El fuego que consumió decenas de hectáreas de espacios verdes al final del verano puso en vilo a los quiteños desde el fin de semana pasado. Pero en medio de esas llamaradas se levantaron con vigor otras que pueden resultar más destructivas, pues no son el reflejo de las acciones aisladas de un pirómano sino destellos de una mala salud cívica.
Que un Presidente de la República rompa periódicos públicamente es una señal de intolerancia impensable en otras latitudes pero a la que el país se ha ido acostumbrando. Es un acto en donde la fuerza se impone sobre las ideas y que recuerda a las hordas gutierristas cuando incendiaban ejemplares de diarios, como en los tiempos más oscuros de la humanidad.
Un acto así incluye un gran ingrediente de poder. Solo hay que imaginar qué le sucedería a un ciudadano que rompiera públicamente un libro sobre el pensamiento presidencial o de su Gobierno, o si rasgara algún documento que simbolizara el poder vigente.

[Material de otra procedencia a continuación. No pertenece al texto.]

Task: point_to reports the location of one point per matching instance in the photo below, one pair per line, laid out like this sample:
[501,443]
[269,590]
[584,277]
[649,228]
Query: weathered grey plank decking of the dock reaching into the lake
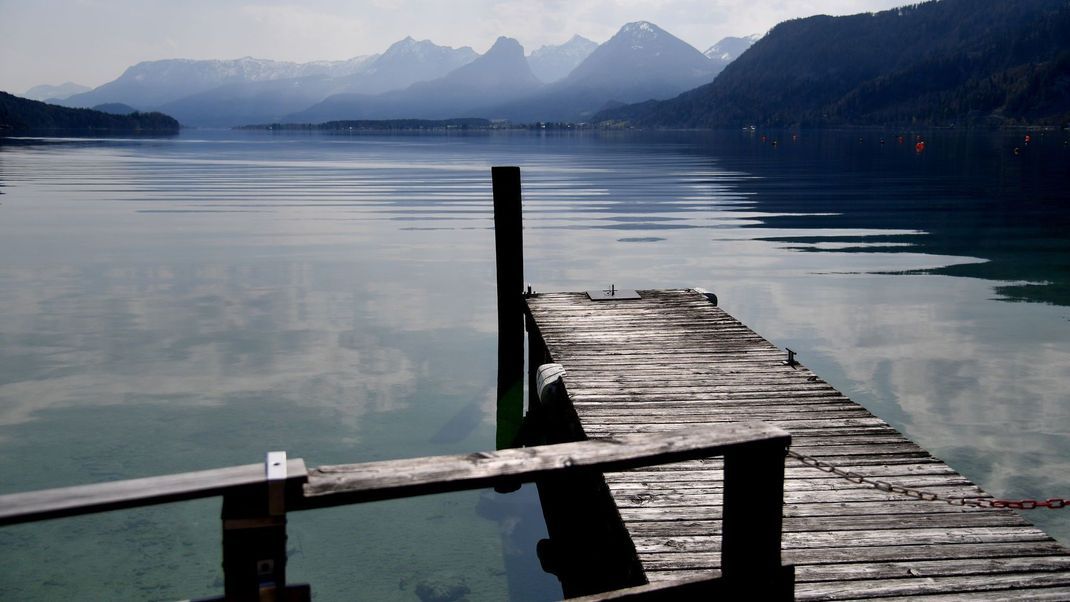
[672,360]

Pero hay más detrás de las llamas del aleve incendio quiteño. Que el Defensor del Pueblo, supuestamente incitado por un funcionario de la Fiscalía y de un juez, haya pedido que se impidiera la circulación del libro ‘Una tragedia ocultada’ es una muestra del clima que se vive entre unas autoridades prestas a satisfacer al poder y no a actuar con algo de coherencia.

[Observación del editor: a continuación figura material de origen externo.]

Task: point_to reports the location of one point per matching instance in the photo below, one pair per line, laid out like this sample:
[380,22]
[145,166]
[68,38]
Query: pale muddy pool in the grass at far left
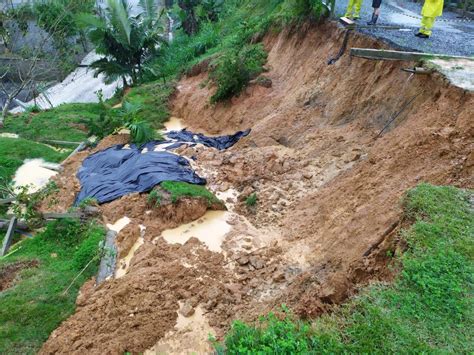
[33,174]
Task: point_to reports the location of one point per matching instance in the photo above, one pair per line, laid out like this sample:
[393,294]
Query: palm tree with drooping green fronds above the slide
[125,41]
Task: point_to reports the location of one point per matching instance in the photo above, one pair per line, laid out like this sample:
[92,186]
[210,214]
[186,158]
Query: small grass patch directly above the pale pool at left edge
[14,151]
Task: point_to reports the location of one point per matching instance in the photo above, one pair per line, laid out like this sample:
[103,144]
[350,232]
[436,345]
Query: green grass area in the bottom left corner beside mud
[36,305]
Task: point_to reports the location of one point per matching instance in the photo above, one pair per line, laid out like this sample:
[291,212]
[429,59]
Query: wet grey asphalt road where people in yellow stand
[451,35]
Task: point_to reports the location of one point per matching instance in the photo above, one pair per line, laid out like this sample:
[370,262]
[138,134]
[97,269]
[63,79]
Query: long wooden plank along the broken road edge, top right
[385,54]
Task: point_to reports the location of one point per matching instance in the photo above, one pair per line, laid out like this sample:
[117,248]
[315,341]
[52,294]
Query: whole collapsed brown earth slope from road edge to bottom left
[328,196]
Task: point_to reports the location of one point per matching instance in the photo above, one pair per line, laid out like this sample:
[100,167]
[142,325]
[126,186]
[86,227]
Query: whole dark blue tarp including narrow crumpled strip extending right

Esa misma diligencia debía haberse observado para sacar del aire dos publicidades gubernamentales en donde se hace uso explícito de niños con fines promocionales, algo prohibido por la ley. ‘Una mínima huella’ es un argumento en favor de la explotación petrolera en el Yasuní, mientras que ‘La Megan’, propaganda de reciente factura ‘inspirada’ en ‘La Dolores’ del Gobierno kirchnerista, pretende ser un símil del nacimiento de la democracia el 30 de septiembre del 2010.
En cambio, el Defensor resolvió el martes, por pedido de una asambleísta gobiernista, que una publicación del diario Extra, nada menos que de abril, vulneró los derechos de las mujeres al colocarlas como objeto sexual. No se sabe qué hacían o qué pensaban estos aprendices de Torquemada cuando, por ejemplo, la Secom emitió en marzo una propaganda en la cual prácticamente se convertía a las mujeres en culpables de incitar a sus posibles victimarios por beber o usar minifalda.

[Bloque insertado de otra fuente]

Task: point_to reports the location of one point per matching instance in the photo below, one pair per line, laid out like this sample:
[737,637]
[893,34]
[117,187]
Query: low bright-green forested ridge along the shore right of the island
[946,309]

No se sabe tampoco qué piensan cuando ven la programación vespertina de los canales incautados, a propósito de la citada cosificación de la mujer. Ni qué pensaron cuando el Presidente hizo bromas definitivamente machistas sobre las asambleístas de su movimiento, o de la dramática situación de las mujeres iraníes.
¿Qué se puede pensar y esperar de funcionarios públicos que callan o actúan solo para responder a las lógicas del Gobierno de turno? ¿Qué daños está causando este otro incendio que, lejos de apagarse, cobra más fuerza ante una sociedad impasible?